Why They Might Be Good: Amare Stoudamire has apparently fully recovered from last year’s knee issues, although it’s been reported that his vertical leap took a hit, dropping from eight feet to 6.5 inches. And Steve Nash has vowed to play this season with a chip on his shoulder—although since he’s a super-nice Canadian chap, the chip is only the size of an Intel 64-bit microchip.

Why They Might Suck: After the Suns were knocked out of the playoffs by the eventual Western Conference champ Mavericks, Coach Mike D’Antoni told his team that they were concentrating too much on their defense. “The Mavs averaged 155.2 points against us,” D’Antoni later told reporters. “All that defense takes away from our offense, so we’d like to see that number up in the 160s.”

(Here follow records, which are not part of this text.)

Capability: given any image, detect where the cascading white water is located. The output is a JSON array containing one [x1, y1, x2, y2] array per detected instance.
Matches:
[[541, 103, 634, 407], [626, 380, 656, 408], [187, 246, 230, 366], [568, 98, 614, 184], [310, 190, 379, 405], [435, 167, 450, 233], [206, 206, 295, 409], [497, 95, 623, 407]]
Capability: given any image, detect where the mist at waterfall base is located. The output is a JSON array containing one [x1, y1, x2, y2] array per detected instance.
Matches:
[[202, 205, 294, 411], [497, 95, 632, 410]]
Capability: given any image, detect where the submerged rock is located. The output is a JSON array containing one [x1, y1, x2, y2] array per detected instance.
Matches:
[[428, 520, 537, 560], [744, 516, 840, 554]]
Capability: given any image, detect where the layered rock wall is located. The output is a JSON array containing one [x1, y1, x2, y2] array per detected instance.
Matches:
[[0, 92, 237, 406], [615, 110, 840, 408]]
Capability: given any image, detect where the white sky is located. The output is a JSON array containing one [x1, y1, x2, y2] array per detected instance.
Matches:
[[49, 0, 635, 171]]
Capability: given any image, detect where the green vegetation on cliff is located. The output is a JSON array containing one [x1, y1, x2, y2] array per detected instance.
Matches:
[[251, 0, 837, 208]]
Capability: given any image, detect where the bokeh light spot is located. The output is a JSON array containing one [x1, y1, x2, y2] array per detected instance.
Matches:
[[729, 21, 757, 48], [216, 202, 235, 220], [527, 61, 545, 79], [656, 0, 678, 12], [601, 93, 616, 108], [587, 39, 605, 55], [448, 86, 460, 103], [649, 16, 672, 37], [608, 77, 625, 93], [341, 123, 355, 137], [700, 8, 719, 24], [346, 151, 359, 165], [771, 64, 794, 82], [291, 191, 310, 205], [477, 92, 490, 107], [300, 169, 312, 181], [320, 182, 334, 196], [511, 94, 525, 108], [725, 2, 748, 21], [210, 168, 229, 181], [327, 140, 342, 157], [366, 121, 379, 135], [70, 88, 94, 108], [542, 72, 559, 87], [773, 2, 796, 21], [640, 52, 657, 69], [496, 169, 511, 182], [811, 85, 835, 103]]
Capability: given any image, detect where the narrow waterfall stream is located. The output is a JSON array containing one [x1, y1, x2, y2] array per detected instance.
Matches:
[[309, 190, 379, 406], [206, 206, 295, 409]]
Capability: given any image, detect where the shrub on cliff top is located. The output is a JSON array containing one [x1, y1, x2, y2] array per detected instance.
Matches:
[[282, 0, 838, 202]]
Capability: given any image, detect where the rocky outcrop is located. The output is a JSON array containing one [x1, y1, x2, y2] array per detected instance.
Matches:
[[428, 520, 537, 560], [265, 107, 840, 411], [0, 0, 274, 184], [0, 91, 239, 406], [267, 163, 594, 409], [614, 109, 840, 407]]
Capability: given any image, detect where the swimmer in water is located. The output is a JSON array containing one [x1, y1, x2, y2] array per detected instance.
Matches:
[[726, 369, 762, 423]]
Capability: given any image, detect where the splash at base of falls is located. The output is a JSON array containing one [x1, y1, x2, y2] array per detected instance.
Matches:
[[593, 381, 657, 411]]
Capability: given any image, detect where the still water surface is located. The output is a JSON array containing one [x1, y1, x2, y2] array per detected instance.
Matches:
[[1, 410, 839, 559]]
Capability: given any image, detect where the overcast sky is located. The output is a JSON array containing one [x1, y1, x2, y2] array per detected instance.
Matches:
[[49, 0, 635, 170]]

The Dude Other Than Nash Who I Want on My Fantasy Team: Boris Diaw. The French phenom is comfortable playing center, power forward, small forward, medium forward, two guard, point guard, right guard, right tackle, shortstop and extra crispy forward.

Bottom Line: This edition of the Phoenix Suns is the right team in the wrong era. If they were around when the Showtime Lakers were at their showiest and defense was a dirty word, they might’ve stood a chance. Sadly, their Wayback Machine won’t be available until late 2009.